Monocyte-derived macrophages contribute to the deterioration of immunological liver injury in mice.

BACKGROUND & AIMS: Autoimmune hepatitis (AIH) is characterized by hepatocyte destruction, leading to lymphocyte and macrophage accumulation in the liver. However, the specific mechanisms of how macrophages participate in the occurrence and development of AIH are still unclear. In this study, we investigated the effect of monocyte-derived macrophages on Con A-induced immunological liver injury in mice and we hypothesized that inhibition of CCR2 with the dual CCR2/5 inhibitor, cenicriviroc (CVC), would attenuate Con A-induced hepatitis in mice by reducing the recruitment of monocytes into the liver.
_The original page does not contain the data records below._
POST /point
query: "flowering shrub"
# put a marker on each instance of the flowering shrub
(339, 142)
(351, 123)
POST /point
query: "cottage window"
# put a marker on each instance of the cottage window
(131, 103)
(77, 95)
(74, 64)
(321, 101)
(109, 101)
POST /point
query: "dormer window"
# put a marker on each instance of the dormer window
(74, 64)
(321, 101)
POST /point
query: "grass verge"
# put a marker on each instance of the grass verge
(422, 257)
METHODS: Murine experimental AIH was established by concanavalin A (Con A) injection intravenously. Macrophages were depleted by injection of clodronate liposomes in Con A-treated mice. Moreover, inhibition of the CCR2/5 signaling pathway in Con A mice is achieved by CVC. Liver injury and infiltration of monocyte-derived macrophages were assessed by serum transaminase levels, histopathology, immunohistochemistry, flow cytometry, RT-qPCR, ELISA, TUNEL assay and dihydroethidium staining.
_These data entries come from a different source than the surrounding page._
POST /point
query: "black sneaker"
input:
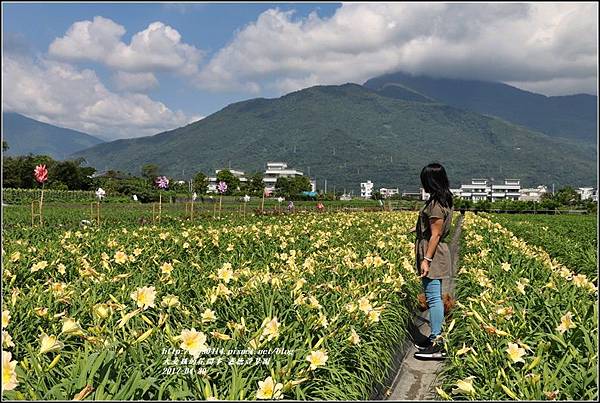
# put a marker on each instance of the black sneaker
(423, 344)
(433, 352)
RESULTS: The number of macrophages in the mouse livers increased in the Con A-induced hepatitis mouse model, and flow cytometry showed a significant increase in the proportion of F4/80lo CD11bhi monocyte-derived macrophages, while there was no significant change in the proportion of F4/80hi CD11blo Kupffer cells. After the depletion of liver macrophages by clodronate liposomes, the levels of serum ALT and AST, and the degree of liver tissue damage were alleviated in Con A-treated mice. Furthermore, Con A leaded an increase in the expression of a group of CC chemokines in mouse livers, and the elevation of CCL2 was prevented with the depletion of macrophages. Additionally, CVC reduced macrophage infiltration in the liver and ameliorated Con A-induced liver injury. Meanwhile, CVC reduced the apoptosis and oxidative damage of hepatocytes caused by Con A.
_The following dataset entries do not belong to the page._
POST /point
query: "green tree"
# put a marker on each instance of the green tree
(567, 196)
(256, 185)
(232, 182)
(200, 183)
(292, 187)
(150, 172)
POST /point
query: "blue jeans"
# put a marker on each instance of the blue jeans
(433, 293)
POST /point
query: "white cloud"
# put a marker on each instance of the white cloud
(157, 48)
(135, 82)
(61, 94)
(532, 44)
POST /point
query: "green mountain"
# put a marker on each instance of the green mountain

CONCLUSIONS: Our research demonstrates that there is an increase in monocyte-derived macrophages in the livers due to the monocyte infiltration resulted from the activation of the CCL2-CCR2 axis in Con A-induced liver injury mouse model. Pharmacological inhibition of CCR2 monocyte recruitment by CVC efficiently ameliorates the hepatic inflammation, indicating the therapeutic potential of CVC in patients with AIH.